Are You Making One of These 5 Mission Trip Crowdfunding Mistakes?

mission trip crowdfunding

When embedded in the church community for decades, you see both wise practices and critical errors in mission trip crowdfunding. Below, Sixpence staffmember Brad Dell discusses five common yet easily avoidable mistakes.

1. Crowdfunding exclusively in the church.

It’s instinctual to focus mission trip crowdfunding efforts on “church people”, but broaden your vision! I’m not just talking about shifting focus from “your church” to “the church”; crowdfund from people outside the church community, too.

A person doesn’t need to be spiritual to desire to support your involvement in reconstruction projects or aiding trafficking victims. Of course, be transparent that you’re going into the mission field for faith reasons. Still, you’d be surprised how many people want to help regardless of the context for your decision.

2. Sharing boring or nonspecific mission statements.

Don’t just say you’re “going on a mission trip to Palestine.” What are you doing there? Are you helping an organization? Are you going to rebuild homes? Are you going to feed the needy? What’s the story behind your decision to pursue this trip?

I had a friend who went on annual mission trips to Hawaii. The church he supported really needed his help, and he worked 12+ hour days there. The state has a small Christian population, and the cost of living thins resource availability for churches. But he would crowdfund by merely saying, “I’m going on a mission trip to Hawaii for a couple months, please donate.” People read that as, “I’m going on a two-month vacation in paradise, please pay my way.”

3. “Please donate or share …”

In the world of social media and “slacktivism,” sharing a post makes people feel like they’re doing something. So, they keep their money to themselves and share your mission trip crowdfunding page or “like” your post, absolving themselves of guilt. Simply ask for donations. Be direct.

Once, I had a crowdfunding campaign that had 33 likes and eight shares on Facebook. And one donation. How did I word the end of my post? “Please donate or share.”

4. Disregarding social media algorithms’ limitations.

Your mission trip crowdfunding posts don’t reach every active person on your friend list, thanks to Facebook’s news feed algorithms. To ensure your post reaches those who you think are most likely to financially support you, tag them (or even just direct message them) — be forward. You are doing the Lord’s work, after all.

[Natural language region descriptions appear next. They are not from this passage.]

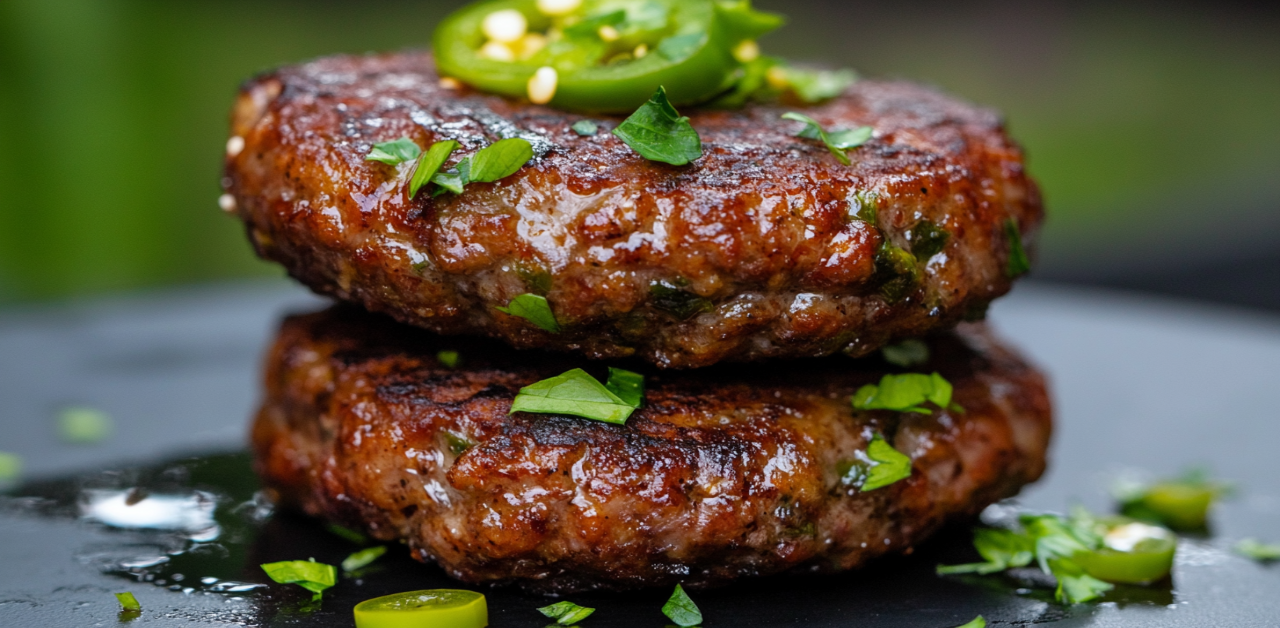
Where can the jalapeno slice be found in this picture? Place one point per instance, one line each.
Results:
(434, 608)
(608, 56)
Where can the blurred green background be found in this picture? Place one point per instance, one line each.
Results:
(1153, 128)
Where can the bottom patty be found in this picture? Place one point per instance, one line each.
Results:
(723, 472)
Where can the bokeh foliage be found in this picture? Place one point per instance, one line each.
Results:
(113, 113)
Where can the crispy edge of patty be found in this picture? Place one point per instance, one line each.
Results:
(763, 227)
(723, 472)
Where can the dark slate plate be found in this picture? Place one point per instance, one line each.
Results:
(1141, 386)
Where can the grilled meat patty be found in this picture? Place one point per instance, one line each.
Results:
(731, 471)
(764, 247)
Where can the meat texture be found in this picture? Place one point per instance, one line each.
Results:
(764, 247)
(725, 472)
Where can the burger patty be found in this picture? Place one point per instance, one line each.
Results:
(764, 247)
(723, 472)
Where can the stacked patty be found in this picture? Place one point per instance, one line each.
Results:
(750, 288)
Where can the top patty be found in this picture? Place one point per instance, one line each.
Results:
(764, 247)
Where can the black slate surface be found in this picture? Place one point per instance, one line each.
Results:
(1141, 386)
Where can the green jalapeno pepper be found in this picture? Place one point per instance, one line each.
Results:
(688, 49)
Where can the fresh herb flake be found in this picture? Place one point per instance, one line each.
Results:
(499, 160)
(817, 86)
(533, 308)
(566, 613)
(394, 152)
(627, 385)
(659, 133)
(574, 393)
(309, 574)
(447, 358)
(836, 141)
(429, 164)
(128, 603)
(909, 353)
(905, 393)
(364, 558)
(890, 464)
(1018, 262)
(682, 610)
(83, 426)
(1257, 550)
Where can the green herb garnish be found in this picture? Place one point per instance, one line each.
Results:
(659, 133)
(499, 160)
(533, 308)
(83, 425)
(817, 86)
(682, 610)
(574, 393)
(1257, 550)
(1018, 261)
(128, 603)
(836, 141)
(626, 385)
(362, 558)
(429, 164)
(566, 613)
(908, 353)
(447, 358)
(394, 152)
(672, 297)
(890, 464)
(309, 574)
(905, 393)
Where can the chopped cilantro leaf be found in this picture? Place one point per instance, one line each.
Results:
(1257, 550)
(574, 393)
(499, 160)
(905, 393)
(585, 128)
(659, 133)
(566, 613)
(394, 152)
(836, 141)
(429, 164)
(447, 358)
(533, 308)
(890, 464)
(908, 353)
(682, 610)
(362, 558)
(309, 574)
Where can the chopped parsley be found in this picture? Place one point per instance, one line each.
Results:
(908, 353)
(575, 393)
(682, 610)
(447, 358)
(566, 613)
(659, 133)
(128, 603)
(429, 164)
(364, 558)
(533, 308)
(1257, 550)
(839, 142)
(309, 574)
(585, 128)
(394, 152)
(905, 393)
(1018, 261)
(83, 426)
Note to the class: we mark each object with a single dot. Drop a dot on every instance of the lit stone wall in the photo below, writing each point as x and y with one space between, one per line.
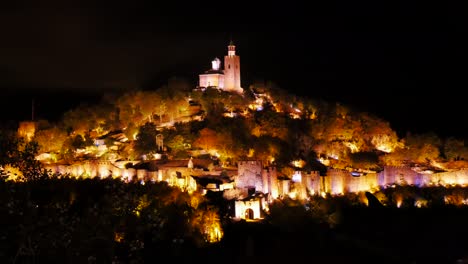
179 177
284 187
27 129
250 175
212 79
270 181
241 208
450 178
400 175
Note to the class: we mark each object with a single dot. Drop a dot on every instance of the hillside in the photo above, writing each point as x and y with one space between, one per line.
265 123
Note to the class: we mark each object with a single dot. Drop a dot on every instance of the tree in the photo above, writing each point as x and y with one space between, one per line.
146 139
50 140
21 155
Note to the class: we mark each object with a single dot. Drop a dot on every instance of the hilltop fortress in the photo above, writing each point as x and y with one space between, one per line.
227 79
251 184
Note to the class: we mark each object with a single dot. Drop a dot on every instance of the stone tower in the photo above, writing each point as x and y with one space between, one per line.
232 70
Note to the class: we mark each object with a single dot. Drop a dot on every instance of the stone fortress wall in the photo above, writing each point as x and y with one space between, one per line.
252 174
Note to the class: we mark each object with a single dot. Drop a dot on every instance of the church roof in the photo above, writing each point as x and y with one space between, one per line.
211 71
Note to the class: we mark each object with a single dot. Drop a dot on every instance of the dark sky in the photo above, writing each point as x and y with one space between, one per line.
404 61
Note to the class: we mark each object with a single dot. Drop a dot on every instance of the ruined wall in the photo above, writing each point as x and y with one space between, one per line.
401 175
270 181
450 178
250 175
242 207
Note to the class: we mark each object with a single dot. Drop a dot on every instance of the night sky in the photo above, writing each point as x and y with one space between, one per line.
403 61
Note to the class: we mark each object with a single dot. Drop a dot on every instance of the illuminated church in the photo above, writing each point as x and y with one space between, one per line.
227 79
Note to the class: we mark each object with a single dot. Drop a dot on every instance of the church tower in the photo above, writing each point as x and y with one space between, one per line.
232 70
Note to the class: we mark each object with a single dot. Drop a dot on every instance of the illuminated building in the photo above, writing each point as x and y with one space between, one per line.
227 79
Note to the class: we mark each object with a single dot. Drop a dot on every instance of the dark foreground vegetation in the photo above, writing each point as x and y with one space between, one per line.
107 221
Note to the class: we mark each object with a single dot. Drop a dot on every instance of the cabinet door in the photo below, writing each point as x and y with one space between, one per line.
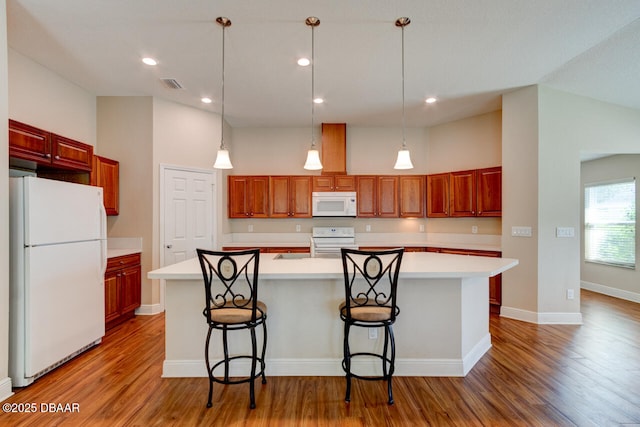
344 183
388 206
29 143
411 196
367 196
279 194
259 197
248 196
323 183
105 174
111 296
334 148
70 154
300 196
462 193
489 192
130 282
438 195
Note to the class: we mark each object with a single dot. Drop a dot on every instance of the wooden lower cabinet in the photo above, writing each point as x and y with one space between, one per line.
122 281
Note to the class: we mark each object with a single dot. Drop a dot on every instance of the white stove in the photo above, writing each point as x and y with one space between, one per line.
329 240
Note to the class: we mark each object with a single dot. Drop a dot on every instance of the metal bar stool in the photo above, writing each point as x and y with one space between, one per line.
370 284
231 290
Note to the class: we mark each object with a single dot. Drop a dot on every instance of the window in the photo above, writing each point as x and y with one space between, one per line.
610 223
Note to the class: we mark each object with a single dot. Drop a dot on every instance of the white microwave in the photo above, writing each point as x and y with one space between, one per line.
334 203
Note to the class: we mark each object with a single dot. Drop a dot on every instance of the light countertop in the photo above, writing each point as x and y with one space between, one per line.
415 265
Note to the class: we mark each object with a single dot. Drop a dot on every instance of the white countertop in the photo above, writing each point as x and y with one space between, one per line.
114 253
415 265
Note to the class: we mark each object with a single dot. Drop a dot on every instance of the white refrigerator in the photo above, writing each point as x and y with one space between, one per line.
57 265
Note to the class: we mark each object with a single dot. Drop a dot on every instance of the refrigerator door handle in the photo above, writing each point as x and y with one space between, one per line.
103 238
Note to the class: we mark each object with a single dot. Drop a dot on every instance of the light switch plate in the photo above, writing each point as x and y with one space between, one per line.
521 231
565 232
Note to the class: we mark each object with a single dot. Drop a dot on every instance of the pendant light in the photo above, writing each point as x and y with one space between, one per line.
222 159
313 157
404 159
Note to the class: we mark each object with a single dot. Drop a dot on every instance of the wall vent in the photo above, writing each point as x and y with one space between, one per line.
171 83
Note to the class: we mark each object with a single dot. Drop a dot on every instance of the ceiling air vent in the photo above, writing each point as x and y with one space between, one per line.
171 83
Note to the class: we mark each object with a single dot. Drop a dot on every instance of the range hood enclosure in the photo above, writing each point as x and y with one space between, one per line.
334 149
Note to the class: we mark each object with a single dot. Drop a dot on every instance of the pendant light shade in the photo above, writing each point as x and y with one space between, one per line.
313 157
404 158
222 159
313 160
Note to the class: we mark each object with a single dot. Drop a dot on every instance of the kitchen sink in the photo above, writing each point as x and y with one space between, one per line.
292 255
304 255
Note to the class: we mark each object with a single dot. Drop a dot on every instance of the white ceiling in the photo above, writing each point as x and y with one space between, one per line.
465 52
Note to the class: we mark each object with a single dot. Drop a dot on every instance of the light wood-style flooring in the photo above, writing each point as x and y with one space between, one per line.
534 375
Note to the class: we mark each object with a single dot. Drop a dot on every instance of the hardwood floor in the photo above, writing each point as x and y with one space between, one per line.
534 375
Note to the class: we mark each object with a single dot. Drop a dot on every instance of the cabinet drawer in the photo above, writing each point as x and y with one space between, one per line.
124 261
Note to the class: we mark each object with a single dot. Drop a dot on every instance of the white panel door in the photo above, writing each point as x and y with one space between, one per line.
188 214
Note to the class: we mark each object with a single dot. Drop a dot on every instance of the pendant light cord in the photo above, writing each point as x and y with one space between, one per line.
404 142
222 147
313 64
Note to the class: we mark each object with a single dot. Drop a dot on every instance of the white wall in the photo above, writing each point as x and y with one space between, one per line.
41 98
544 132
5 381
125 134
615 281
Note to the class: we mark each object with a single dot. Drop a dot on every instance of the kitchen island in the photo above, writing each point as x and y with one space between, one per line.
442 329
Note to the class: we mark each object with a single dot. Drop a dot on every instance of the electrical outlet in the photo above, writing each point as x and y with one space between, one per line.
521 231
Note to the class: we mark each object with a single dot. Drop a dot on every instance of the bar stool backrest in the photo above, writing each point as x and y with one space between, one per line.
371 278
230 280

Consider other workarounds for the Facebook algorithms: Videos will almost always reach more people on your friend list. Live videos of anything relevant to your fundraising campaign would perform especially well. Also, your post pops up more frequently on news feeds if you reply to every comment, and that makes you look extra grateful to your supporters.

Social media shouldn’t be the only internet means of crowdfunding: Look into hitching your funding request onto newsletters and other group emails.

5. Relying on lump sums or recurring donations.

Psychologically, it is difficult for people to donate a hefty sum all at once (or a small sum when the amount needed is large). Same case with recurring monthly donations. But Sixpence’s research has found that people are more willing to donate a little change here and a little change there, even if they end up giving as much as they would have with the lump sum.

In response to this mentality, Sixpence offers a roundup system: Your United States-based supporters can visit your crowdfunding page on Sixpenceapp.com, and “subscribe” to roundups. Anytime they use their credit or debit card at any place in the U.S., that purchase will round up to the nearest dollar. The change flows directly to you, and that “spare change” truly mounds up — as much as $20 per subscriber each month. A mere 50 supporters could mean getting $1,000 a month!

Sixpence has faith that you can accomplish beautiful things in unfamiliar places. We want to help you get there.